Nieuws

Bouwshift: betere vergoeding voor wie grond in waarde ziet dalen

6 januari 2020

Eind 2019 heeft de Vlaamse regering het zogenaamde instrumentendecreet goedgekeurd. Dat voorziet onder meer in een planschadevergoeding én -batenheffing en een systeem van verhandelbare bouwrechten.

Het instrumentendecreet bevat vier belangrijke maatregelen. Eigenaars die de waarde van hun gronden zien verminderen door beslissingen van de overheid krijgen voortaan een correcte schadevergoeding. “Deze vergoeding, die momenteel uitgaat van de verwervingswaarde, zal nu rekening houden met de marktwaarde van de gronden”, luidt het. Wiens bouwgrond of KMO-grond bijvoorbeeld natuur wordt, wordt daarvoor voortaan 100 procent vergoed. En daarbij gaat de Vlaamse overheid uit van de normale verkoopwaarde en niet van wat de grond ooit waard is geweest.

 

Maar de Vlaamse regering zal ook een heffing vragen indien een grond meer waard wordt  door bijvoorbeeld de toelating van extra bouwlagen, een grotere dichtheid of een grotere bouwhoogte of -diepte.

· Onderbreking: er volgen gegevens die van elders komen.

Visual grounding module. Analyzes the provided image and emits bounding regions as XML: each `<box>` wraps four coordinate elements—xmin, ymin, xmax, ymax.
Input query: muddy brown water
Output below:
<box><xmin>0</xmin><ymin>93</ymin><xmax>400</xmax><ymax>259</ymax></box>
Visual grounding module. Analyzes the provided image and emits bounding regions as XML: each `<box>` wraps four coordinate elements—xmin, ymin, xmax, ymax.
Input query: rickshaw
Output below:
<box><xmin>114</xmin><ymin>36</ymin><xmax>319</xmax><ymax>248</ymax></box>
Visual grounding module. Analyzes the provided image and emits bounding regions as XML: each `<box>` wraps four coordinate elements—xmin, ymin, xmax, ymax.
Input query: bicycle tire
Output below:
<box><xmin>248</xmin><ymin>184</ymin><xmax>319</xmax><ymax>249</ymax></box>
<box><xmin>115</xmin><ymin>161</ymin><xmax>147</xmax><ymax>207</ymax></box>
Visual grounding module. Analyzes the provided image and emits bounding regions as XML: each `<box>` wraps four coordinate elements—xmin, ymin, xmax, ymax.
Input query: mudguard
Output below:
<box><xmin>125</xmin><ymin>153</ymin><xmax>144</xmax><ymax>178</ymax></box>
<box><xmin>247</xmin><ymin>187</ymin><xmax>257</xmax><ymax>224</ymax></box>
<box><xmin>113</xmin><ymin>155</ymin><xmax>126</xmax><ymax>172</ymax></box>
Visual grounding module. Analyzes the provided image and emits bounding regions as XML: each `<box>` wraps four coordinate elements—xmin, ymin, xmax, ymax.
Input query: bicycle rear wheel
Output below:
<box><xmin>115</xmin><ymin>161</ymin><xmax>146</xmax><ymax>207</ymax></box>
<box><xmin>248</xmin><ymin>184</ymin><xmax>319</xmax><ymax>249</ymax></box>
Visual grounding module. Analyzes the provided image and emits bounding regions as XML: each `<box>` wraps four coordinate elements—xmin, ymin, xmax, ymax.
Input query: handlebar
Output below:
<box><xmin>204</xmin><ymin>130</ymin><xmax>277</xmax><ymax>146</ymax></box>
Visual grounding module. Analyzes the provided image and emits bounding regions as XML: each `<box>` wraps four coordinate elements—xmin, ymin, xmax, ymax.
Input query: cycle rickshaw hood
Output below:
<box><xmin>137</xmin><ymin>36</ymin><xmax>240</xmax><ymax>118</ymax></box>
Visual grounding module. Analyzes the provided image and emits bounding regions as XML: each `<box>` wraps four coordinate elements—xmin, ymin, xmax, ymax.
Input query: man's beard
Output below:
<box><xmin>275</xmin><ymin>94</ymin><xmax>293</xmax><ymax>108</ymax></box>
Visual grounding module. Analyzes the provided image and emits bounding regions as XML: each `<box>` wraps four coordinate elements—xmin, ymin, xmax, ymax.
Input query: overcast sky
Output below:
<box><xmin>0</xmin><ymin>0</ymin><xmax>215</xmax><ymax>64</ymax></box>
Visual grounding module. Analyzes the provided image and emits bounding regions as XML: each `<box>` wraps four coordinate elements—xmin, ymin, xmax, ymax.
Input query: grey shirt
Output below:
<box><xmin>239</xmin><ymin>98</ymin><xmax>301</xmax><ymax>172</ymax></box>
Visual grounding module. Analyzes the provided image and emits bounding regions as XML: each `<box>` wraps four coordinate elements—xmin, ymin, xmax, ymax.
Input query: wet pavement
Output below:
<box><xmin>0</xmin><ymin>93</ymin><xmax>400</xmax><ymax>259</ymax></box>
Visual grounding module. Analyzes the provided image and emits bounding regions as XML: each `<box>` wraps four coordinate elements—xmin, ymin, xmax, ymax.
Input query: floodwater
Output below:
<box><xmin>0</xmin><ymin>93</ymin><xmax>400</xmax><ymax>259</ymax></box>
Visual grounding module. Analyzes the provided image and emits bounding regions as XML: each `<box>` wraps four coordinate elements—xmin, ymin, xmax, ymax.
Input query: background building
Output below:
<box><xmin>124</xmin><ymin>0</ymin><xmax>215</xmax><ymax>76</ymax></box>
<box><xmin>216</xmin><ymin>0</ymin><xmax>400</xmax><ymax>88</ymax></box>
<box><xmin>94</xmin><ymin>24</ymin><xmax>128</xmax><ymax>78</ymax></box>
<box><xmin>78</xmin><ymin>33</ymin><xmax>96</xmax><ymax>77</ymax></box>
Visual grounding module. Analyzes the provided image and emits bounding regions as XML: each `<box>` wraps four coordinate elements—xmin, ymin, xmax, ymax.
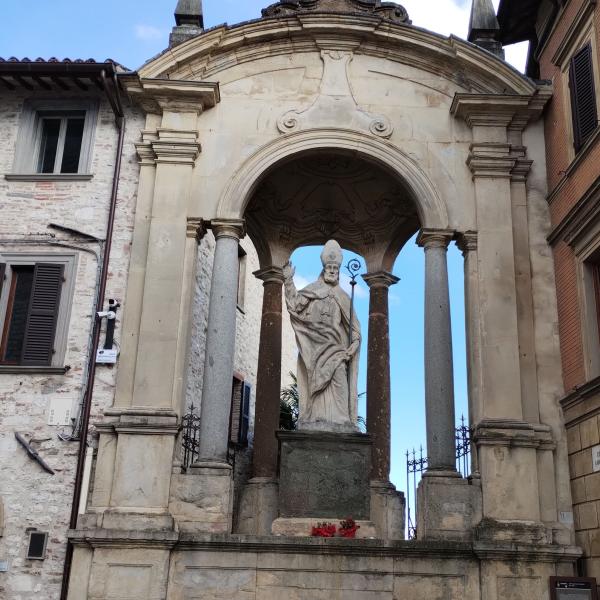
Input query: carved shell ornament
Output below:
<box><xmin>262</xmin><ymin>0</ymin><xmax>411</xmax><ymax>25</ymax></box>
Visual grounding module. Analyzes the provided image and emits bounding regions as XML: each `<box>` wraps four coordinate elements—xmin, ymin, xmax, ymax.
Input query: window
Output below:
<box><xmin>569</xmin><ymin>43</ymin><xmax>598</xmax><ymax>152</ymax></box>
<box><xmin>13</xmin><ymin>100</ymin><xmax>98</xmax><ymax>178</ymax></box>
<box><xmin>590</xmin><ymin>261</ymin><xmax>600</xmax><ymax>347</ymax></box>
<box><xmin>0</xmin><ymin>255</ymin><xmax>75</xmax><ymax>367</ymax></box>
<box><xmin>229</xmin><ymin>377</ymin><xmax>252</xmax><ymax>446</ymax></box>
<box><xmin>238</xmin><ymin>246</ymin><xmax>248</xmax><ymax>310</ymax></box>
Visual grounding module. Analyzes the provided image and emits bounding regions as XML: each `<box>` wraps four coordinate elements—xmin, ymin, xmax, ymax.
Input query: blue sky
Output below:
<box><xmin>0</xmin><ymin>0</ymin><xmax>526</xmax><ymax>490</ymax></box>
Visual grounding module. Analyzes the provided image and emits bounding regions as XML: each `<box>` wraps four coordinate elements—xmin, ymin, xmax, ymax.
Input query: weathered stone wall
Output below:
<box><xmin>0</xmin><ymin>92</ymin><xmax>143</xmax><ymax>600</ymax></box>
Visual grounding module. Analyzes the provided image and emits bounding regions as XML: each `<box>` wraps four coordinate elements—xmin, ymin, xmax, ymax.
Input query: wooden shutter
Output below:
<box><xmin>0</xmin><ymin>263</ymin><xmax>6</xmax><ymax>295</ymax></box>
<box><xmin>238</xmin><ymin>381</ymin><xmax>252</xmax><ymax>445</ymax></box>
<box><xmin>569</xmin><ymin>44</ymin><xmax>598</xmax><ymax>150</ymax></box>
<box><xmin>21</xmin><ymin>263</ymin><xmax>65</xmax><ymax>366</ymax></box>
<box><xmin>592</xmin><ymin>263</ymin><xmax>600</xmax><ymax>341</ymax></box>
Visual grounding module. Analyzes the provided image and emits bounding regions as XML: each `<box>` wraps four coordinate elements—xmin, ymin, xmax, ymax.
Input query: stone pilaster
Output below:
<box><xmin>418</xmin><ymin>230</ymin><xmax>456</xmax><ymax>475</ymax></box>
<box><xmin>363</xmin><ymin>271</ymin><xmax>400</xmax><ymax>482</ymax></box>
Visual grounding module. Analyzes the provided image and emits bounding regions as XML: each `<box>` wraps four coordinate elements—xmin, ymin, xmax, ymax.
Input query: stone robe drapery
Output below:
<box><xmin>285</xmin><ymin>276</ymin><xmax>361</xmax><ymax>432</ymax></box>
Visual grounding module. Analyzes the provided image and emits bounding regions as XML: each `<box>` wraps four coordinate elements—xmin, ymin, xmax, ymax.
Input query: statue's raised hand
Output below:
<box><xmin>283</xmin><ymin>261</ymin><xmax>296</xmax><ymax>281</ymax></box>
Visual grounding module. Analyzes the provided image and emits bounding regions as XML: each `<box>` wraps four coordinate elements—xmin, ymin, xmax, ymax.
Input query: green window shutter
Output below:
<box><xmin>21</xmin><ymin>263</ymin><xmax>65</xmax><ymax>366</ymax></box>
<box><xmin>569</xmin><ymin>44</ymin><xmax>598</xmax><ymax>151</ymax></box>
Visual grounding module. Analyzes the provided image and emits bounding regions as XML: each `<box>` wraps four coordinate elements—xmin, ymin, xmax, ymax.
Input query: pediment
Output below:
<box><xmin>262</xmin><ymin>0</ymin><xmax>411</xmax><ymax>25</ymax></box>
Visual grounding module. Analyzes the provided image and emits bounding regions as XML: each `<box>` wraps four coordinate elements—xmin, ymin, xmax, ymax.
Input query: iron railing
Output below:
<box><xmin>406</xmin><ymin>415</ymin><xmax>471</xmax><ymax>540</ymax></box>
<box><xmin>181</xmin><ymin>404</ymin><xmax>200</xmax><ymax>471</ymax></box>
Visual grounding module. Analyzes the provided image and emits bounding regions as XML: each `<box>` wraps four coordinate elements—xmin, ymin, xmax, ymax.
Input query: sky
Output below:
<box><xmin>0</xmin><ymin>0</ymin><xmax>527</xmax><ymax>502</ymax></box>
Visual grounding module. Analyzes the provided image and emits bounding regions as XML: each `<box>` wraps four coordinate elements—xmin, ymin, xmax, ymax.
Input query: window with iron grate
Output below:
<box><xmin>569</xmin><ymin>43</ymin><xmax>598</xmax><ymax>152</ymax></box>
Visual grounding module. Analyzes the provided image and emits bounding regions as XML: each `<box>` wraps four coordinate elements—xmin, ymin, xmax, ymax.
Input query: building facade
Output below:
<box><xmin>498</xmin><ymin>0</ymin><xmax>600</xmax><ymax>578</ymax></box>
<box><xmin>0</xmin><ymin>0</ymin><xmax>592</xmax><ymax>600</ymax></box>
<box><xmin>0</xmin><ymin>59</ymin><xmax>276</xmax><ymax>600</ymax></box>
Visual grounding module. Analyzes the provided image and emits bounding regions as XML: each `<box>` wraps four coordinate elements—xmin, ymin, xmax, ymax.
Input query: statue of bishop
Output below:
<box><xmin>283</xmin><ymin>240</ymin><xmax>361</xmax><ymax>433</ymax></box>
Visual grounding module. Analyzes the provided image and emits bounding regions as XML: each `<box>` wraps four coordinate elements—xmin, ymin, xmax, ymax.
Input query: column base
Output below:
<box><xmin>169</xmin><ymin>462</ymin><xmax>233</xmax><ymax>533</ymax></box>
<box><xmin>235</xmin><ymin>477</ymin><xmax>279</xmax><ymax>535</ymax></box>
<box><xmin>417</xmin><ymin>471</ymin><xmax>481</xmax><ymax>541</ymax></box>
<box><xmin>371</xmin><ymin>481</ymin><xmax>406</xmax><ymax>540</ymax></box>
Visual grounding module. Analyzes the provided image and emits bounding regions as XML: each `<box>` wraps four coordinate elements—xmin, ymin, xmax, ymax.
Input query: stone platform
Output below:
<box><xmin>277</xmin><ymin>431</ymin><xmax>372</xmax><ymax>522</ymax></box>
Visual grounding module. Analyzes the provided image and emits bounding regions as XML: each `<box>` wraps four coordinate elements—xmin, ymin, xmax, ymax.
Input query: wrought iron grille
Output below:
<box><xmin>181</xmin><ymin>404</ymin><xmax>200</xmax><ymax>471</ymax></box>
<box><xmin>406</xmin><ymin>415</ymin><xmax>471</xmax><ymax>540</ymax></box>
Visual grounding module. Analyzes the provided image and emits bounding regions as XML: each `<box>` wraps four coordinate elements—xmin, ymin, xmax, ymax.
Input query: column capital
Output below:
<box><xmin>210</xmin><ymin>219</ymin><xmax>246</xmax><ymax>240</ymax></box>
<box><xmin>186</xmin><ymin>217</ymin><xmax>208</xmax><ymax>243</ymax></box>
<box><xmin>252</xmin><ymin>266</ymin><xmax>285</xmax><ymax>285</ymax></box>
<box><xmin>417</xmin><ymin>229</ymin><xmax>456</xmax><ymax>250</ymax></box>
<box><xmin>362</xmin><ymin>271</ymin><xmax>400</xmax><ymax>289</ymax></box>
<box><xmin>456</xmin><ymin>231</ymin><xmax>478</xmax><ymax>256</ymax></box>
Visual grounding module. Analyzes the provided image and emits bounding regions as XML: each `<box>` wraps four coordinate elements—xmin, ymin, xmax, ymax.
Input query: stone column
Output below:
<box><xmin>457</xmin><ymin>231</ymin><xmax>483</xmax><ymax>478</ymax></box>
<box><xmin>198</xmin><ymin>220</ymin><xmax>244</xmax><ymax>467</ymax></box>
<box><xmin>253</xmin><ymin>267</ymin><xmax>283</xmax><ymax>479</ymax></box>
<box><xmin>236</xmin><ymin>266</ymin><xmax>284</xmax><ymax>535</ymax></box>
<box><xmin>418</xmin><ymin>230</ymin><xmax>456</xmax><ymax>474</ymax></box>
<box><xmin>363</xmin><ymin>271</ymin><xmax>400</xmax><ymax>482</ymax></box>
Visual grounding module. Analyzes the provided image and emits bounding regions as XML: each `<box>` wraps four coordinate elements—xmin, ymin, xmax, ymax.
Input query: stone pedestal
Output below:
<box><xmin>371</xmin><ymin>481</ymin><xmax>406</xmax><ymax>540</ymax></box>
<box><xmin>277</xmin><ymin>431</ymin><xmax>371</xmax><ymax>522</ymax></box>
<box><xmin>235</xmin><ymin>477</ymin><xmax>279</xmax><ymax>535</ymax></box>
<box><xmin>417</xmin><ymin>472</ymin><xmax>481</xmax><ymax>541</ymax></box>
<box><xmin>169</xmin><ymin>463</ymin><xmax>233</xmax><ymax>533</ymax></box>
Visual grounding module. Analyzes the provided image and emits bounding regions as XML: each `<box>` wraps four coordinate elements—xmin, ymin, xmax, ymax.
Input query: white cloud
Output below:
<box><xmin>135</xmin><ymin>24</ymin><xmax>165</xmax><ymax>42</ymax></box>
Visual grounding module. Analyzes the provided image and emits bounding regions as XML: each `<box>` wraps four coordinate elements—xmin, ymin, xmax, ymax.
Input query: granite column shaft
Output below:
<box><xmin>253</xmin><ymin>267</ymin><xmax>283</xmax><ymax>479</ymax></box>
<box><xmin>418</xmin><ymin>230</ymin><xmax>456</xmax><ymax>472</ymax></box>
<box><xmin>363</xmin><ymin>271</ymin><xmax>399</xmax><ymax>481</ymax></box>
<box><xmin>198</xmin><ymin>220</ymin><xmax>244</xmax><ymax>464</ymax></box>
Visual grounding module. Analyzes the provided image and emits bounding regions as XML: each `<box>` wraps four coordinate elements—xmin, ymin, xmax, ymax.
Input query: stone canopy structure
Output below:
<box><xmin>262</xmin><ymin>0</ymin><xmax>411</xmax><ymax>25</ymax></box>
<box><xmin>31</xmin><ymin>0</ymin><xmax>580</xmax><ymax>600</ymax></box>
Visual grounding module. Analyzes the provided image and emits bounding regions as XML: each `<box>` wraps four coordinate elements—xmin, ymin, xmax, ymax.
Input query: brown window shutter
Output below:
<box><xmin>21</xmin><ymin>263</ymin><xmax>65</xmax><ymax>366</ymax></box>
<box><xmin>569</xmin><ymin>44</ymin><xmax>598</xmax><ymax>150</ymax></box>
<box><xmin>238</xmin><ymin>381</ymin><xmax>252</xmax><ymax>446</ymax></box>
<box><xmin>592</xmin><ymin>263</ymin><xmax>600</xmax><ymax>341</ymax></box>
<box><xmin>0</xmin><ymin>263</ymin><xmax>6</xmax><ymax>294</ymax></box>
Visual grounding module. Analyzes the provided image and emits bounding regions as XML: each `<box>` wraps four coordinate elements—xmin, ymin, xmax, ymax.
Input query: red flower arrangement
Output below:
<box><xmin>339</xmin><ymin>519</ymin><xmax>360</xmax><ymax>539</ymax></box>
<box><xmin>311</xmin><ymin>518</ymin><xmax>360</xmax><ymax>539</ymax></box>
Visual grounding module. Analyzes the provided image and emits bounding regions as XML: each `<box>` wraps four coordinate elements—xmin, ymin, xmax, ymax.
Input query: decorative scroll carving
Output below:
<box><xmin>262</xmin><ymin>0</ymin><xmax>411</xmax><ymax>25</ymax></box>
<box><xmin>277</xmin><ymin>50</ymin><xmax>394</xmax><ymax>139</ymax></box>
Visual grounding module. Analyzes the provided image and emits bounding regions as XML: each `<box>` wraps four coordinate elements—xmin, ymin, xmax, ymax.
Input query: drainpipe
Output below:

Een derde maatregel slaat op een verhandelbaar bouwrechtensysteem waarmee slecht gelegen bouwgronden in het landelijk gebied geruild kunnen worden voor bouwmogelijkheden in de stads- of dorpskernen.

 

“Tot slot worden ook activiteitenconvenanten en -contracten mogelijk om in landbouwgebieden via maatwerk zonevreemde functies toe te laten voor een beperkte tijd van maximaal 10 jaar om het bestaand patrimonium te herwaarderen en zinvol te benutten en tegelijkertijd de omgevingskwaliteit te verbeteren”, zegt bevoegd minister Zuhal Demir.

 

Hoge factuur

 

Met de nieuwe schaderegeling wil Demir vooral een draagvlak creëren voor het vrijwaren van open ruimte. Toch tekende de krant De Standaard ook kritiek op, onder meer van Hans Leinfelder, hoofddocent Ruimtelijke Planning (KULeuven). Volgens hem is het systeem onbetaalbaar en niet langer uitvoerbaar. Het zijn immers de lokale besturen die de vergoedingen moeten ophoesten. Het risico bestaat dat zij, afgeschrikt door de hoge factuur, geen bouwgrond terug zullen omzetten in open ruimte. En indien dat toch gebeurt, worden vooral vastgoedspeculanten daar beter van.

 

Ook Tom Coppens (UAntwerpen) en Pascal De Decker (KU Leuven) stellen dat de betonstop ‘verder af is dan ooit’. “Het Beleidsplan Ruimte Vlaanderen (BRV) stelt dat we tegen 2040 geen open ruimte meer innemen’, zegt Coppens. “Als je dat wilt, moet je duidelijk maken welke woonuitbreidingsgebieden of linten je precies wilt vrijwaren van verdere bebouwing. Dan moet je daar een haalbaar financieringsplan aan koppelen. Dat is er nog steeds niet. Het is allemaal te vrijblijvend.”